Diversidade criativa

Enquanto isso, o Pulsada Popular investe nas danças populares para trabalhar expressão popular e a importância das tradições com alunos de Samambaia Norte. Entram em cena frevo, maracatu, coco, ciranda, xaxado, bumba meu boi e cavalo marinho, além de criação de adereços. A ideia é trabalhar de maneira conjunta a interpretação teatral, o ritmo e a musicalidade dos adolescentes, colaborando com o fortalecimento das relações sociais.

;Muitos alunos têm uma ideia de distanciamento em relação à arte, como se não fosse algo acessível. Tentamos trabalhar com o cotidiano para mostrar que esse espaço também é deles;, destaca Alan Mariano, um dos criadores do projeto. Alan lembra que muitos dos alunos nunca assistiram a nenhum espetáculo, tampouco conhecem as expressões culturais brasileiras. É nesse ponto que o trabalho nas escolas ganha ainda mais força.

O trabalho de arte-educação nas escolas cria um espaço importante de reflexão e fortalecimento de novas ideias. Alunos, artistas e professores compartilham experiências, entendem melhor o cotidiano e suas relações sociais. Os projetos se destacam ao mostrar a esses jovens que os espaços culturais estão de portas abertas para a ocupação. Uma cidade viva permite que seus habitantes se valorizem a partir de sua própria produção criativa.

Três perguntas/ Arlene von Sohsten, coordenadora de projetos de arte-educação
Qual a importância de levar o teatro e as artes cênicas para as escolas, seja em oficinas, apresentações seja em cursos?
Pensar em mediação é pensar em educação dos sentidos para a vida, é instigar o educando a vislumbrar a multiplicidade dos modos de leitura das coisas do mundo. Além disso, o contato com manifestações artísticas e a reflexão a partir delas é uma forma privilegiada para se conhecer diferentes visões de mundo. Vale ressaltar ainda que em um dia (às quartas-feiras) levamos cerca de 400 estudantes a um espaço maravilhoso, que neste ano é o Teatro Sesc Paulo Gracindo no Gama, espaço este que é pouco ou nada utilizado pela comunidade, mesmo estando sempre aberto para recebê-los. Acho que esses estudantes tem a faca e o queijo, só não descobriram ainda a fome. Que, neste caso, seria o desejo de ir ao teatro, de descobrir que esse espaço está tão perto deles e de portas abertas.

Essa participação em escolas pode colaborar para a formação de um público que frequente o teatro e outras expressões artísticas?
Com certeza, esse é um dos objetivos do projeto e acredito que estamos caminhando nessa direção.

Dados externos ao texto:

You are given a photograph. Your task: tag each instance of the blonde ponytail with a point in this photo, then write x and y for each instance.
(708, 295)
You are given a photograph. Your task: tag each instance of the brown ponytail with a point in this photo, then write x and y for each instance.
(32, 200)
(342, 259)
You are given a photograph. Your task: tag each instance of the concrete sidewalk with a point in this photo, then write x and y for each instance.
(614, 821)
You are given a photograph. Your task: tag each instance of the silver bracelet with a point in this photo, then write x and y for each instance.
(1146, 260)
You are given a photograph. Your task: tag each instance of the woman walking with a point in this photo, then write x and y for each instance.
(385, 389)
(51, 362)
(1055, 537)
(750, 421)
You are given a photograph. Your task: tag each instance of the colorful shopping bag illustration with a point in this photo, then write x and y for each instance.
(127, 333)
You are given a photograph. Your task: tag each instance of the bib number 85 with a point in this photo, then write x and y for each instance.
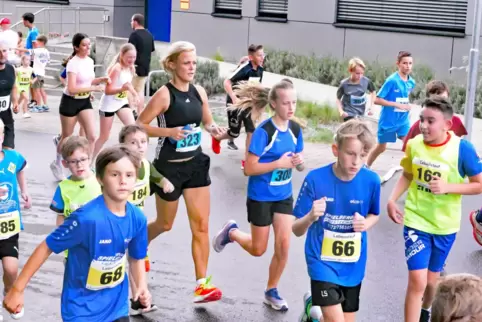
(111, 277)
(7, 226)
(340, 248)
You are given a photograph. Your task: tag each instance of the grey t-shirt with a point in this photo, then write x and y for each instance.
(353, 96)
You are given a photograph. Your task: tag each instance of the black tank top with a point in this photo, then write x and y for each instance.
(185, 109)
(7, 80)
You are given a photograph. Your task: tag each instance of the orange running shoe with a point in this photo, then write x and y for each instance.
(206, 292)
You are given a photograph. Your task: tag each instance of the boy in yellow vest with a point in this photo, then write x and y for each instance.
(435, 166)
(82, 186)
(136, 138)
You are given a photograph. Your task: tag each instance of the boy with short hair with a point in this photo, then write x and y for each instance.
(337, 204)
(82, 186)
(97, 236)
(394, 95)
(41, 57)
(136, 138)
(458, 298)
(12, 178)
(435, 166)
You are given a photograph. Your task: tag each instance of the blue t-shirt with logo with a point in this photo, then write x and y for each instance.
(395, 89)
(95, 284)
(269, 143)
(334, 252)
(12, 163)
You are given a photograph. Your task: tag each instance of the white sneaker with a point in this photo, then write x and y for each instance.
(57, 171)
(18, 316)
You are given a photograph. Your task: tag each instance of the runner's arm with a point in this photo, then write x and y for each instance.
(158, 104)
(34, 262)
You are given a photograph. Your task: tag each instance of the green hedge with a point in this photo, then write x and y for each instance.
(330, 71)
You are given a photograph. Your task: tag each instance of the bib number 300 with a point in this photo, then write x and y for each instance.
(104, 274)
(280, 177)
(191, 142)
(341, 247)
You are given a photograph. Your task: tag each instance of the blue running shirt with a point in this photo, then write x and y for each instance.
(334, 252)
(95, 287)
(270, 143)
(395, 89)
(10, 214)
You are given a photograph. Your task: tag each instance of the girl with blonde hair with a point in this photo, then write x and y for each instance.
(115, 101)
(180, 107)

Em vários países a formação de público é algo intrínseco ao processo de educação formal. As escolas têm efetiva parceria com os centros culturais que oferecem formação para professores, espetáculos durante todo o ano, transporte, programa educativo, dentre outras coisas. Assim, as instituições de ensino já compreendem o contato com obras de arte e a educação estética como parte fundamental do currículo escolar. Há muitas pesquisas hoje apontando para os benefícios (que extrapolam o âmbito artístico) desse tipo de iniciativa. Trata-se de uma política pública.

Os alunos têm costume de ir ao teatro, já assistiram a muitos espetáculos ou normalmente é um público que não tem essa vivência?
Uma das coisas mais emocionantes é quando perguntamos quem está ali, no teatro, pela primeira vez. Quase toda a plateia levanta a mão. Uma plateia de aproximadamente 200 estudantes. Além de gratificante, eventos como esse nos levaram a refletir sobre a resposta para duas grandes questões que afligem profissionais da arte e da educação. Durante a graduação escutei várias vezes: ;Por que os teatros estão vazios, onde está o público?; E quando entrei na rede pública de ensino, passei me perguntar ;por que estudantes (sobretudo de escolas públicas das regiões mais distantes do Plano Piloto) não têm acesso a espetáculos de teatro?; A resposta, ou melhor, uma possível ponte, está em projetos de formação de plateia que trabalham a curto e longo prazos.